Swap Scafell Pike for: Scafell, Lake District
England’s highest mountain, Scafell Pike, is packed with hikers, especially on a sunny bank holiday. But anyone planning on hiking up the country’s second-highest peak, Scafell, can enjoy the same vast vistas from an empty summit.
Scafell is less than a mile away from its famous big brother, and only slightly lower (14m). You’ll have those big Lake District views to yourself, instead of battling for your summit cairn photo with a crowd of others.
Set out from Wasdale for the most direct route, or go for the long, challenging climb via the Esk gorge with its tumbling waterfalls and ice-cold plunge pools. Perfect for a refreshing dip.
Swap Mount Fuji for: Mitsutoge, Japan
Mount Fuji is the world’s most climbed mountain – around 300,000 people a year climb to the snowy tip of Japan's highest peak. But why not avoid the hordes and climb a nearby mountain instead, where you can marvel at Fuji’s snow-capped beauty in your own space?
Mitsutoge is arguably the best mountain to get a good view of Mount Fuji. You can easily climb to its 1,785m-high summit and down again in a day most of the year. The route, which starts at Mitsutoge train station, takes you along a narrow paved road for around an hour, before you begin climbing a steep forest trail for a couple of hours, passing 88 Buddha statues until you reach the top.
When the weather is fine, it offers a 360-degree vista stretching from Tokyo to Mount Fuji and over to Japan’s Southern Alps.
Swap Table Mountain for: Lion’s Head, Cape Town
With its flat top soaring into the sky, Table Mountain has become an icon of Cape Town.

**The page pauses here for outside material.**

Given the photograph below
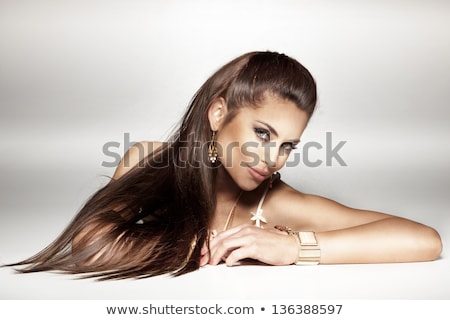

It’s easy to reach and, as well as hiking to the top, you can even take a cable car for unparalleled views of the city. But that accessibility means it can get swamped, especially on a sunny day.
For a quieter alternative, head 4km north, to Lion’s Head. Set between Table Mountain and Signal Hill, you’ll get excellent views of the city below you once you reach its 669m-high summit. The only way to reach the top is on foot – expect ladders and scrambles – and it’s arguably the best place to watch sunrise or sunset over the bay.
Swap Ben Nevis for: Cairn Gorm, Scottish Highlands
Getting to the top of Ben Nevis, Britain's highest mountain, is a huge achievement and on many hikers’ bucket lists. But the route to the top is usually heaving. If you’re after an adventure on a similar scale, but without the crowds, head for Cairn Gorm (Britain’s sixth-highest mountain).
Start the circuit from the Cairngorm Mountain ski centre car park and follow it up to Cairn Lochan and over the craggy northern corries to Cairn Gorm itself. Your descent takes you via Sròn an Aonaich, skirting the Cairngorm plateau, the highest terrain in Britain.
Swap Half Dome for: Mount Hoffmann, Yosemite
Along with El Capitan, Half Dome is one of the best-known rock formations in Yosemite National Park, California. It’s a strenuous climb to the top (2,694m) and because it’s so popular, it’s difficult to get a permit. Instead, strike for the geographic centre of the park, where Mount Hoffmann looms large, yet with fewer hikers on its summit.
It’s a steep and strenuous hike that will take a couple of hours for most people, but it’ll be worth it. The trail takes you past pretty May Lake, before a tough climb the summit for mind-blowing panoramic views.
Swap Adam’s Peak for: the Knuckles Range, Sri Lanka
Climbing Adam’s Peak is more like a pilgrimage than a hike – people from all four of Sri Lanka’s religions climb up the 5,200 steps to reach the top of this holy mountain (2,243m) and glimpse its “sacred footprint”. But it gets busy – there’s an almost constant stream of pilgrims between peak season (December to May).
You’ll find far fewer people – and plenty of hiking options – at the Knuckles Range in the Central Highlands. Hike one of the lower peaks, such as Mini World’s End (1,192m) for a day trip. Or set your sights on Gombaniya, the highest peak in this range. From the top, you’ll see lush forests sloping to the green valley below.